Fu un vero e proprio atto rivoluzionario quello che Gabriele d’Annunzio compì il 12 settembre 1919, quando a capo di oltre 600 soldati disertori (la maggioranza dei quali era stata mandata per fermarlo lungo il tragitto) occupò la città di Fiume.
In occasione del 90esimo anniversario di questa impresa che rappresentò l’emblema del suo successo e segnò l’inizio di un governo lungo 16 mesi, sabato 12 settembre presso l’atelier Verna Oro in via Chieti 40 a Pescara è stata inaugurata la mostra “Le gesta di Fiume. Gabriele d’Annunzio, il Vate, l’Eroe, il Comandante” che fino al 7 novembre sarà visitabile dal lunedì al sabato dalle 9.00 alle 12.30 e dalle 16.00 alle 19.30, tranne il giovedì pomeriggio.
Circa cento elementi tra quotidiani, riviste, lettere, cartoline, fotografie, cartine, gigantografie, medaglie e persino francobolli, rigorosamente d’epoca, provenienti dall’archivio privato di Maurizio Biondi fanno da cornice alla cronistoria di quegli anni, con l’intento di restituirne l’atmosfera e la giusta collocazione temporale.

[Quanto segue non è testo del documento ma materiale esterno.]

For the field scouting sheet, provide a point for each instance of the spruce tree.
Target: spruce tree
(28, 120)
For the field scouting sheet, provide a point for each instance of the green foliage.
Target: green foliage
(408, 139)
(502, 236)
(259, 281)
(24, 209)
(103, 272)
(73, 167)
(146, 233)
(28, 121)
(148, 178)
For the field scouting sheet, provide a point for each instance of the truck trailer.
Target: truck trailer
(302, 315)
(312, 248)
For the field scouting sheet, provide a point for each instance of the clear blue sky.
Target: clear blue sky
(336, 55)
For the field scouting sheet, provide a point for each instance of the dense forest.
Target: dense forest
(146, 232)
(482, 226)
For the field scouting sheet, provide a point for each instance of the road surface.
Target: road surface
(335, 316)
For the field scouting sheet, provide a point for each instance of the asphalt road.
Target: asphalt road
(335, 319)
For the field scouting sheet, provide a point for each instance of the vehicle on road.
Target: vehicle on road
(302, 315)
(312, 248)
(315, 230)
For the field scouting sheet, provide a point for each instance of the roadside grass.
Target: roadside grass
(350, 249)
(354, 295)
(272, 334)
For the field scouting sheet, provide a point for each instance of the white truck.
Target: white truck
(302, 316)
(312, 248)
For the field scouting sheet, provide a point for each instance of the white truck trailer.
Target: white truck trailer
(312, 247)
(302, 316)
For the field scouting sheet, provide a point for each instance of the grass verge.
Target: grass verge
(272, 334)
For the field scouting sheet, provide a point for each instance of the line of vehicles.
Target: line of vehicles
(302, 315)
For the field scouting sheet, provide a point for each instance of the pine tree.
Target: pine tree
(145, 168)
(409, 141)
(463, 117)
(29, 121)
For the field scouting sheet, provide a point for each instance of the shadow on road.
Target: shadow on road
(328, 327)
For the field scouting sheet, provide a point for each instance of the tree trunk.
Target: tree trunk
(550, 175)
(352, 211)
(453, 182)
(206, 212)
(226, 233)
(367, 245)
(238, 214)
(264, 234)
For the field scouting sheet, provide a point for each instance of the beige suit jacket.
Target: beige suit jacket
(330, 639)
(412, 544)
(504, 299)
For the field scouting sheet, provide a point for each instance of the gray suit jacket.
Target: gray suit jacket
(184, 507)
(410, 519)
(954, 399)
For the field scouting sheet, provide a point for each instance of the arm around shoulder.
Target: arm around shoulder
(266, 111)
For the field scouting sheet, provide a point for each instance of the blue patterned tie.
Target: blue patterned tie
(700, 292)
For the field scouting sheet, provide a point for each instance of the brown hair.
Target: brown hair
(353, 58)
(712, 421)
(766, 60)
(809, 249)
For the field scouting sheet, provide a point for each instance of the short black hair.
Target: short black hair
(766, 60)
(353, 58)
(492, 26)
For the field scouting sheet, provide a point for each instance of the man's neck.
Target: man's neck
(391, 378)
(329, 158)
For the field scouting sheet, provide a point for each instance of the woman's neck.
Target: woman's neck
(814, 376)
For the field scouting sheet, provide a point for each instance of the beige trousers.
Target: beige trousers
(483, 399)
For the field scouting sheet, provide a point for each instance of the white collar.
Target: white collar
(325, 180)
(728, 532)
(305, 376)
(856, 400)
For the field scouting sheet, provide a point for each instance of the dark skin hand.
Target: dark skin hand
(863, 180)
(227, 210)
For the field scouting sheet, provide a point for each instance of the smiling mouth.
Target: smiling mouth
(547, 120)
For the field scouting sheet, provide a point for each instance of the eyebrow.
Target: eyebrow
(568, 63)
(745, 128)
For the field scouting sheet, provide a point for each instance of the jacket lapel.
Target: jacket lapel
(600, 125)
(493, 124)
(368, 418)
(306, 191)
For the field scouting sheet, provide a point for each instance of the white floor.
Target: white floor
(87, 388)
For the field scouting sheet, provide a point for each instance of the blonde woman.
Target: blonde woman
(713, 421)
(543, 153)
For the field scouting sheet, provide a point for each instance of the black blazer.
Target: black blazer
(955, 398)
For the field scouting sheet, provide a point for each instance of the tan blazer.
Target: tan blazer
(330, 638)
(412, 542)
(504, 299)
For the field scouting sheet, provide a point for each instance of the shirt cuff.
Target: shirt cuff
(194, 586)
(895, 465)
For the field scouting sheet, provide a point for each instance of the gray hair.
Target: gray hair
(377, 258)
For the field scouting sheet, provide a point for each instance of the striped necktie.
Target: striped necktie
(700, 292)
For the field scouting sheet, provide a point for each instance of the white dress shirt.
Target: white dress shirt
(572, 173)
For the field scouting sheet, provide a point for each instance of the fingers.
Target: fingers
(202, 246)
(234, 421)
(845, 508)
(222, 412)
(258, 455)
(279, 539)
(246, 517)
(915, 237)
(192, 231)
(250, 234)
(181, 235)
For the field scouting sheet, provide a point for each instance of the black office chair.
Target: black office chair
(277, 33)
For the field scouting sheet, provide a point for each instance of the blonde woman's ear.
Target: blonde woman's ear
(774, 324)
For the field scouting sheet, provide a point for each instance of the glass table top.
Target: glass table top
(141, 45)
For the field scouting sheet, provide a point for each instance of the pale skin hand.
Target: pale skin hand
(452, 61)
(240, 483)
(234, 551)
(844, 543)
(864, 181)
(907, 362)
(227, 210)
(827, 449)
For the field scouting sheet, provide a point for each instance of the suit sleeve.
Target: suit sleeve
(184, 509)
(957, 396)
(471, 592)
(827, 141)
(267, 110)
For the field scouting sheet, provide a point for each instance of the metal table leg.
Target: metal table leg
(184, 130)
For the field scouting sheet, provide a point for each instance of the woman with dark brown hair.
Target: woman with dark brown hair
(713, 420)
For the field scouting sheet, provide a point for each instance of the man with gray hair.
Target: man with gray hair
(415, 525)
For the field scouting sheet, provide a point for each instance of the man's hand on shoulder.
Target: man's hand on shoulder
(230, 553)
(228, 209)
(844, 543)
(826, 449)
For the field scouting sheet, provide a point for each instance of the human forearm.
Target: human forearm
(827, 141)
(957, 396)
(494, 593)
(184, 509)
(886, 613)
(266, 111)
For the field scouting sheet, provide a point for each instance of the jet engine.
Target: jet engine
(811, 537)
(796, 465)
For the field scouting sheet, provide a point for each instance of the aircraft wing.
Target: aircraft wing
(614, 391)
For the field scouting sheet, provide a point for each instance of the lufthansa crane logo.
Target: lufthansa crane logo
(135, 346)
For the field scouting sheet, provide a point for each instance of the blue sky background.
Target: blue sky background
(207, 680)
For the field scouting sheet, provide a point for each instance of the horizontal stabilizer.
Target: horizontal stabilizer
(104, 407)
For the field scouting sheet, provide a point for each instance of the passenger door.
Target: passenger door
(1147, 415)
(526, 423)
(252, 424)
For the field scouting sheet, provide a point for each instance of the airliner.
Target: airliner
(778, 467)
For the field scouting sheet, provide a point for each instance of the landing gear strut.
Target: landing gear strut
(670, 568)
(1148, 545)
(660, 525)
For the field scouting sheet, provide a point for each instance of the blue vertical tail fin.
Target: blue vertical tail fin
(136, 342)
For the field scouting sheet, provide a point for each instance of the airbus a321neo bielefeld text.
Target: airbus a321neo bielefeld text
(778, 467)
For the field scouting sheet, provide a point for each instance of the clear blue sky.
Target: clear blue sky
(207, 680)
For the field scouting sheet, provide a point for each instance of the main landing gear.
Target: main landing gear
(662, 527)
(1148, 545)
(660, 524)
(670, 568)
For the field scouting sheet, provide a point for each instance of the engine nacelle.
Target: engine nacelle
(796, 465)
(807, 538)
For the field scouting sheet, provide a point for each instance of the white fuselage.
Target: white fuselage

«Desideravo rivisitare l’eredità politica dannunziana, che per decenni è stata considerata autoritaria e che invece considero libertaria - spiega Maurizio Biondi, curatore scientifico della mostra - Non si spiegherebbe altrimenti il grande afflusso di giovani e di coppie che si registrò in quei mesi: la Carta del Carnaro, redatta insieme al secondo capo di gabinetto del governo dannunziano Alceste De Ambris, istituiva con sorprendente modernità il diritto alle libertà di stampa, di pensiero, di associazione, di riunione e religione, alla parità tra i sessi e al diritto di divorzio.
Si creò una sorta di zona franca in cui erano permessi l’amore libero, il nudismo e l’uso di droghe. Per 16 mesi Gabriele d’Annunzio governò un popolo con il solo potere della parola, tenendo comizi ogni giorno: in questo e in altri aspetti fu emulato poi da Benito Mussolini, ma questo non lo accosta necessariamente al fascismo. Anzi, scontò questo atto rivoluzionario con 17 anni di silenzio politico, proprio per volontà del Duce».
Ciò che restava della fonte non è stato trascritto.